By Lauren Thatcher
Companies can be gendered? Wait, what?
Let’s begin with talking about a company’s power—it starts with the organizational structure. If decisions are made only by upper management, the company is hierarchical. If the decisions are divided up among all levels of workers, the company is egalitarian.
Researcher Lynn Gencianeo Chin investigated how a company’s organizational structure, centralized (hierarchical) or decentralized (egalitarian), affects leadership evaluations of men and women regardless of their individual leadership styles.
She did this by having 200 college students read and evaluate profiles of companies asking for Federal loans. All companies were from the healthcare field for many reasons, including it can be seen as a gender-neutral industry. She identified each profile as either a centralized or decentralized company, that was lead by a man or a woman.

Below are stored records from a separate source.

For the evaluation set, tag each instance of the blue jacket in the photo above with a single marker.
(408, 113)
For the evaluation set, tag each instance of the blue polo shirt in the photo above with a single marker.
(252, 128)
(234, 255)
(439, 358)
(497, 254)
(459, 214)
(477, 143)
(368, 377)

After being given brief descriptions of the qualifications of the company’s CEO, CEO gender, organizational structure, and organizational outcomes the students were asked to evaluate the profile. For each profile students evaluated the CEO’s leadership skills, as well as rewarded or punished the CEO for the company’s outcome, success or failure.
For a woman in a hierarchical company, despite her leadership style not being described, she received “dominance backlash.” It didn’t matter if a woman’s hierarchical company succeeded, because women didn’t receive recognition. However, when men’s companies succeeded, the evaluations of their leadership skills increased.
So basically, women can’t win in hierarchical companies. We get lower ratings than men when we fail and we get lower ratings than men when we succeed. Even a woman’s actual competence was questioned more than a man’s competence when their company failed.
After handling that nice punch in the stomach, let’s look at women in egalitarian companies. This organizational structure offers an equality atmosphere that allows women not be devalued next to their male competition when they succeed, thankfully. However, that does not apply if their company fails. Women receive a much comparatively larger drop in evaluations in competence and leadership skills when this occurs.
It’s like this is never ending. There was almost a light at the end of the tunnel with the egalitarian companies…almost. So what does this mean for women in the workplace? What can organizations do to limit this?
Organizations need to create a consistent criteria for evaluating different levels of success. And further, we need to hire more women to make promotional and company culture decisions.
So though the past and present are dim with a negative bias towards women in leadership, hopefully the future can be bright with women supporting other women and organizations strict criteria diminishing opportunity for penalizing women’s leadership.